UK says it has a plan to keep the planes flying for Brexit

UK says it has a plan to keep the planes flying for Brexit

Britain’s Civil Aviation Authority is stepping up efforts to ensure that airlines and aerospace companies can carry on functioning in the event of a no-deal Brexit.

The regulator has briefed government officials on its plans to recruit staff with the expertise to take over the certification of parts and planes should the split cause Britain to leave the European Aviation Safety Agency (Easa), which is currently responsible for such approvals.

Up to 20 airworthiness engineers are being sought and steps are being taken to estimate the potential workload, CAA policy director Tim Johnson told the UK Business Department.

The aim is to establish UK capability before March’s split from the EU. Airlines and manufacturers such as Airbus, which now owns the Bombardier plant in Belfast, are concerned a hard Brexit would leave jetliners and components without the required approvals.
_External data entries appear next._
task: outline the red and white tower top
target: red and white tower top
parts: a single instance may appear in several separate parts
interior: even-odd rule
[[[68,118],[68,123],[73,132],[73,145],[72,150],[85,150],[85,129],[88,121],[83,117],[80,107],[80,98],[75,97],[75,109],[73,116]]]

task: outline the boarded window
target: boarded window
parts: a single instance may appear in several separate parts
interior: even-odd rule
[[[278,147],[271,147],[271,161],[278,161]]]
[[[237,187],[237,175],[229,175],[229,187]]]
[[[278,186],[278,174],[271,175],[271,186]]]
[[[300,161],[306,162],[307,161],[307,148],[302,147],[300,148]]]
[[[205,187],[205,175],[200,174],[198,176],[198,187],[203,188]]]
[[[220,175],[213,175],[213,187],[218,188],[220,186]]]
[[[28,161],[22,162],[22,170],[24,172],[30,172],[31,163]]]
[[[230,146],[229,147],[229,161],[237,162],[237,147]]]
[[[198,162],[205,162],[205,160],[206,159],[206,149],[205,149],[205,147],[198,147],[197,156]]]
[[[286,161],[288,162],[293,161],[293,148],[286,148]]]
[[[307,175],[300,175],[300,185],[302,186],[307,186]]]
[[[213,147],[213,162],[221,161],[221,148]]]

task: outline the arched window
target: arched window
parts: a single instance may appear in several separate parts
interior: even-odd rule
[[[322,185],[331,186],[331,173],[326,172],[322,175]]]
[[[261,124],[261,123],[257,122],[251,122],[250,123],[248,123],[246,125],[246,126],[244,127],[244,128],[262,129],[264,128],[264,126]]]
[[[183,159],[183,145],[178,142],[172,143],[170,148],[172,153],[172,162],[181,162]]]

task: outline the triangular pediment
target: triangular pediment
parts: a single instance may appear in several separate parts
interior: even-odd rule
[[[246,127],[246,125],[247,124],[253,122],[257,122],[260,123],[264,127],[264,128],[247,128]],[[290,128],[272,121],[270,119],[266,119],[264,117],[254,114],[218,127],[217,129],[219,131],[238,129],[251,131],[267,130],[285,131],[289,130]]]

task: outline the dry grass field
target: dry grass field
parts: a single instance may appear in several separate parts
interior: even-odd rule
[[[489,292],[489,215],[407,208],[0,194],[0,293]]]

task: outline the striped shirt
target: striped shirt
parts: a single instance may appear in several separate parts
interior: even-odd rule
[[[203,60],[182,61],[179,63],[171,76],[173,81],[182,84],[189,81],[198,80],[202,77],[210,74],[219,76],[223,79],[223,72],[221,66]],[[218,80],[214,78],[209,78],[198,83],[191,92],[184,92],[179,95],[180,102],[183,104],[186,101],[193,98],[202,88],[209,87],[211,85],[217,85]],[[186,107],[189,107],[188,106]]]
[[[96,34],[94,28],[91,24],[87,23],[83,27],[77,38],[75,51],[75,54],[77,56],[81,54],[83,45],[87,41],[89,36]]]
Mr Johnson said there have been no direct discussions with Easa on no-deal contingency planning, and that the continuation of the status quo remains preferable for both the CAA and the government.

UK Prime Minister Theresa May is under pressure to show that she’s ready to walk away from Brexit talks and opt for a no-deal split if EU negotiators reject the so-called Chequers Plan thrashed out at her country retreat in July.

That’s led to the publication of a tranche of documents advising UK businesses on how to prepare for the possibility of talks collapsing, with more to come.

The so-called Basas, which enable mutual recognition of certification, are currently structured with Easa. The aviation sector is anxious new accords be put in place from the point Britain quits the EU to avoid any question of flights being unable to operate, he said.

Jet-engines giant Rolls-Royce in July moved the approvals process for its products to a business-jet facility in Germany. The shift will allow Rolls to continue to get endorsements for its engines from Easa.